Most people get health insurance through a job-based health plan or they purchase it themselves from an insurance company. If you have to buy insurance on your own, different kinds of policies can offer very different kinds of benefits and can limit one’s access to some doctors, hospitals or other providers.
The kinds of benefits and which care providers your policy covers can make a big difference in costs and the quality of care one receives when they become ill. The most obvious feature of any policy is the premium which is the the amount you paid to an insurance company for a policy.
Equally as important as the premium cost is how much one must pay when receiving services under the following circumstances:
- How much must one pay before insurance coverage begins (the deductible)
- What one pays for services after the deductible is met
- How much one must pay if they actually get sick (out-of-pocket maximum)
Generally, there is a direct tradeoff between the cost of health insurance and the extent of covered benefits. As one weighs this tradeoff, it is important to recognize that a policy with the least expensive premium or with a high out-of-pocket maximum may not cover many services and treatments which would make one responsible for paying relatively high medical bills.
Private health insurance plans generally offer networks of hospitals, doctors, specialists, pharmacies, and other health care providers. These networks include health care providers who have a contract with the insurer to take care of its plan members. When deciding upon a plan, it is recommended that one review the list of designated providers under the policy, so if continuing with current doctors is important to your loved one, be sure to see that they are included. Depending on the type of policy one purchases, care may be covered only when received from a network provider. In addition, getting care from a specialist may also require a referral from one’s primary care doctor.
Types of plans and restrictions
Traditional HMOs (health maintenance organizations) and EPOs (exclusive provider organizations) may restrict coverage to providers outside their networks. If a doctor or facility isn’t in the network, one may be responsible for paying the full cost of the services provided. Other types of insurance plans offer the choice of getting care within or outside of the provider network, although the portion of health costs covered by insurance may be much lower for out-of-network care, meaning one will pay more to use out-of-network providers. Plans such as these are referred to as PPOs (preferred provider organizations) or POS (point-of-service plans). Fee-for-service plans usually don’t have networks.

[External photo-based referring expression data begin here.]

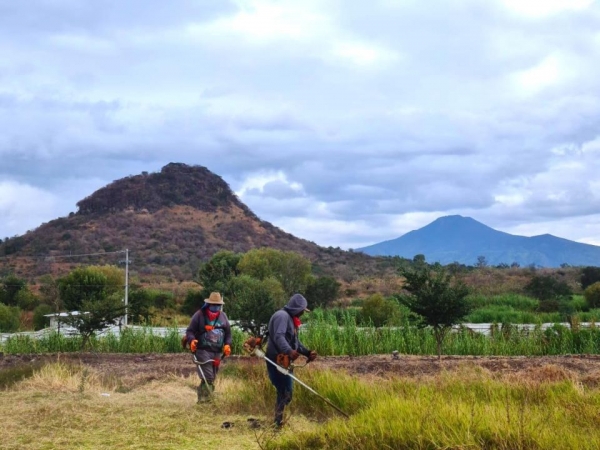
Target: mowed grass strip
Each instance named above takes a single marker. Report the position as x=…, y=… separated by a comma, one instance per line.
x=62, y=406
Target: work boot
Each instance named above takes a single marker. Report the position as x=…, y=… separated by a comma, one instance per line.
x=203, y=393
x=278, y=422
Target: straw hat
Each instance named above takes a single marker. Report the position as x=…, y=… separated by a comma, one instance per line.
x=214, y=299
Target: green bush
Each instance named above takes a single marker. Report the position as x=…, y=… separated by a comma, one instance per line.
x=9, y=318
x=592, y=295
x=26, y=300
x=39, y=319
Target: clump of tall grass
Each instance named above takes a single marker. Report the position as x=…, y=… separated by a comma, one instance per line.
x=463, y=410
x=328, y=338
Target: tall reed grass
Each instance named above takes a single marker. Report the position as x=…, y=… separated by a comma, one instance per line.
x=325, y=335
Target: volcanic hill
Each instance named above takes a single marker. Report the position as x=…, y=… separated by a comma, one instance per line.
x=170, y=221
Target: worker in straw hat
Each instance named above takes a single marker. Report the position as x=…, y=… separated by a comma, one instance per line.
x=209, y=337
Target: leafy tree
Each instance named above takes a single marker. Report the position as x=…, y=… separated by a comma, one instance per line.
x=291, y=269
x=380, y=311
x=193, y=301
x=546, y=288
x=50, y=293
x=322, y=291
x=481, y=262
x=592, y=295
x=11, y=285
x=589, y=276
x=27, y=300
x=161, y=299
x=253, y=302
x=139, y=303
x=9, y=318
x=89, y=284
x=214, y=275
x=439, y=299
x=97, y=314
x=419, y=260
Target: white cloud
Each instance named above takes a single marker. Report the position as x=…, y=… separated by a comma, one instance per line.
x=24, y=207
x=544, y=8
x=346, y=122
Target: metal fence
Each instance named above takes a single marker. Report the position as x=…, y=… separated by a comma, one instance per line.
x=69, y=332
x=482, y=328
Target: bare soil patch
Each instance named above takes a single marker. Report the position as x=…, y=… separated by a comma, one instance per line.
x=580, y=368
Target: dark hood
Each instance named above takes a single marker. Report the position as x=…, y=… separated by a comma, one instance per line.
x=296, y=305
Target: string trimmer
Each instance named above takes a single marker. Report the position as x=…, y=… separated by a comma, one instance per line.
x=252, y=346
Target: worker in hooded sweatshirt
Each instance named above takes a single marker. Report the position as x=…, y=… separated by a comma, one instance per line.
x=285, y=347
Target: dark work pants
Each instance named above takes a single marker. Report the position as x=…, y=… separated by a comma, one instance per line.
x=284, y=386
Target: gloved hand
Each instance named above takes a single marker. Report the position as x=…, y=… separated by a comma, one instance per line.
x=251, y=343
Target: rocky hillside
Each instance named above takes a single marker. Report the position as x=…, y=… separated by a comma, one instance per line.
x=170, y=221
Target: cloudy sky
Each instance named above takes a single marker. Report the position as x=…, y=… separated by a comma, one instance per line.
x=344, y=122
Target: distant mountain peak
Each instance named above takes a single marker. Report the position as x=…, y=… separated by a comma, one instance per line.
x=461, y=239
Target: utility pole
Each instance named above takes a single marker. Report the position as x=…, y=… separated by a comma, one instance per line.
x=126, y=282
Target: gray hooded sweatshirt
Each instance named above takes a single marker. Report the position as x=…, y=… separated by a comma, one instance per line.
x=282, y=333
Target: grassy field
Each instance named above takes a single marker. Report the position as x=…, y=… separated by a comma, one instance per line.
x=68, y=407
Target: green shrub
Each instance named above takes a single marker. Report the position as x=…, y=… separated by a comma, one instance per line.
x=592, y=295
x=39, y=319
x=9, y=318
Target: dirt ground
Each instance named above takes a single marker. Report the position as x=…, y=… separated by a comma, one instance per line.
x=584, y=369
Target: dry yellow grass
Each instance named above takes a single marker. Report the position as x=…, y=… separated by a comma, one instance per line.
x=73, y=408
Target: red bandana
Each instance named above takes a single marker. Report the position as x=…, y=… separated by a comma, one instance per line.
x=211, y=315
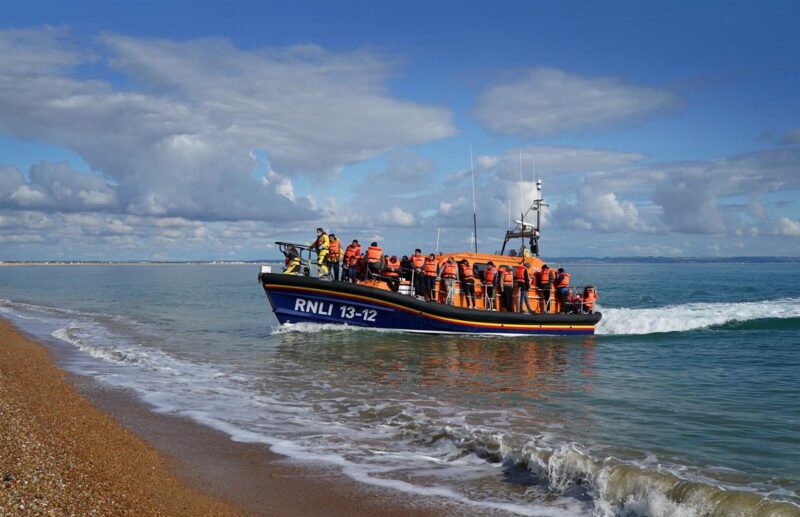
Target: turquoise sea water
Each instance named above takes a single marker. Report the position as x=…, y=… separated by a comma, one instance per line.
x=685, y=403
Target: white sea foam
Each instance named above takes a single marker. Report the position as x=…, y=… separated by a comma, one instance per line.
x=692, y=316
x=418, y=444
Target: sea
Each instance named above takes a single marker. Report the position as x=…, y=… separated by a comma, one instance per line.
x=686, y=402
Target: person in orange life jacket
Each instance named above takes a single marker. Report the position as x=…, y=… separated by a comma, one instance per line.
x=508, y=288
x=374, y=257
x=292, y=261
x=360, y=267
x=349, y=262
x=449, y=274
x=491, y=277
x=334, y=254
x=391, y=272
x=405, y=268
x=589, y=298
x=545, y=283
x=524, y=284
x=417, y=265
x=468, y=283
x=562, y=288
x=430, y=270
x=321, y=246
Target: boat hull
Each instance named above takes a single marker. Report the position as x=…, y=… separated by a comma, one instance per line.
x=297, y=299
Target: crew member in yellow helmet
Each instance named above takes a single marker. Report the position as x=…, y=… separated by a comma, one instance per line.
x=322, y=245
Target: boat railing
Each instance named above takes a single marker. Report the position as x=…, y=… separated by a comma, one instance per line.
x=406, y=284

Medicare is a national social insurance program, administered by the U.S. federal government since 1965, that guarantees access to health insurance for Americans ages 65 and older and younger people with disabilities as well as people with end stage renal disease. Medicare health plans include all Medicare Advantage Plans, Medicare Cost Plans, Demonstration/Pilot Programs, and Programs of All-inclusive Care for the Elderly (PACE). Medicare Advantage Plans are the most comprehensive because one is always covered for emergency and urgent care. Medicare Advantage Plans must cover all of the services that Original Medicare covers except hospice care. Original Medicare covers hospice care even if one is in a Medicare Advantage Plan. The plan can choose not to cover the costs of services that aren’t medically necessary under Medicare. If you’re not sure whether a service is covered or not, it is advisable to check with your loved one’s provider before seeking that service or treament.
Medicare Advantage Plans may also offer extra coverage, including vision, hearing, dental and/or health and wellness programs. Most include Medicare prescription drug coverage (Part D). In addition to Part B premiums, one must also usually pay a monthly premium for their Medicare Advantage Plan. If your loved one needs a service that the plan says isn’t medically necessary, they may be responsible for paying the entire cost of the service, but they have the right to appeal the decision. It may also be advisable to ask the plan adminstrator for a written advance coverage decision to make sure a service is medically necessary and will be covered. If the plan won’t pay for that service, your loved one may have to pay all of the costs if an advance coverage decision was not requested.
Seniors and the Affordable Care Act
The Affordable Care Act strengthens Medicare and helps seniors take charge of their health. The law provides important benefits such as free preventive services, free annual wellness visits, and a 50% discount on prescription drugs for Medicare recipients in the coverage gap known as the “donut hole.” You can also work with your doctor to create a personalized prevention plan.
Highlights for Seniors to Know
- Under the health care law, existing guaranteed Medicare-covered benefits won’t be reduced or taken away. Neither will the ability to choose your own doctor.
- Millions of people with Medicare received cost relief during the law’s first year. If an individual had Medicare prescription drug coverage and had to pay for their drugs in the coverage gap known as the “donut hole,” they received a one-time, tax free $250 rebate from Medicare to help pay for prescriptions.
- If your loved one has high prescription drug costs that put them in the donut hole, they now get a 50% discount on covered brand-name drugs while in the donut hole. Between now and 2020, your loved one will get continuous Medicare coverage for prescription drugs.
- Medicare covers certain preventive services without charging Part B coinsurance or deductible. Your loved one will also be offered a free annual wellness exam.
- The life of the Medicare Trust Fund will be extended as a result of reducing waste, fraud and abuse and slowing cost growth in Medicare, which will provide future cost savings on premiums and coinsurance.